Мистер Трой выразил сомнение, благоразумно ли будет посвящать иностранца в такое дело, которое требует совершенно полного знакомства с английскими нравами и обычаями. Но, кроме этого замечания, он одобрил мысли леди Лидиард касательно совещания с ее племянником.
– Мистер Свитсэр светский человек, – сказал он. – Объяснив ему дело, мы можем быть уверены, что он осветит его нам с новой точки зрения.
Под впечатлением этого разговора леди Лидиард написала письмо своему племяннику.
На другой день после посещения мисс Пинк все трое собрались у леди Лидиард. Феликс, никогда не отличавшийся аккуратностью, явился на свидание, опоздав по обыкновению. Он извинился, потирая рукой лоб, интонация его голоса выражала усталость и беспомощность страдающего человека.
– Отвратительный английский климат, – сказал мистер Свитсэр. – Страшная тяжесть здешней атмосферы, после живительного воздуха Парижа, невыносимая грязь и лондонская скука убийственно действуют на мои нервы. Ваше письмо застало меня еще в постели, милая тетушка.
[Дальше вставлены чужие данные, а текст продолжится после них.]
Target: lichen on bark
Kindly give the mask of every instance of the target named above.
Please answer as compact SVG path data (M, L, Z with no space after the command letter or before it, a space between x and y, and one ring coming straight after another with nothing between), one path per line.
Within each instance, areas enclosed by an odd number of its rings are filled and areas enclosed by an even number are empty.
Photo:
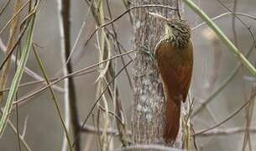
M133 0L136 6L145 4L169 5L175 8L176 0ZM165 98L155 63L148 55L139 53L147 48L154 53L164 32L162 21L149 12L173 18L174 10L159 7L141 8L133 12L135 29L134 49L138 49L133 64L134 103L132 115L133 142L135 144L165 144L162 135L165 126Z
Вы не можете себе представить, до какой степени я был поражен известием о покраже, я упал на подушки, как убитый. Вам следовало быть несколько осторожнее, миледи, при сообщении подобных неприятных сюрпризов человеку, обладающему таким чувствительным организмом. Впрочем, не беда, мой камердинер настоящее сокровище, он тотчас же принес мне успокоительных капель на кусочке сахара. Одень меня Альфред (его зовут Альфредом), – сказал я ему, – он одел меня, мне это напомнило детские годы, когда на меня натягивали панталончики – с той поры я всегда одевался сам. Не забыл ли Альфред чего-нибудь? Надеты ли подтяжки? Не выскочил ли я в одном жилете?! Дорогая тетушка, мистер Трой, что я могу сказать? Что я могу сделать?
Не показав никакого участия к нервным страданиям племянника, леди Лидиард кивком головы предложила юристу объяснить дело.
– Вы расскажете ему, – сказала она.
– Полагаю, что я выражу желания миледи, – начал мистер Трой, – если скажу, что прежде всего мы желаем знать, как вы смотрите на это дело?
– Расскажите мне его снова, – сказал Феликс.
Терпеливый мистер Трой повторил с начала до конца всю историю.
– Что же? – сказал Феликс.
– На кого, – ответил мистер Трой, – по вашему мнению, падает подозрение в краже? Вы можете смотреть на это дело трезвым взглядом.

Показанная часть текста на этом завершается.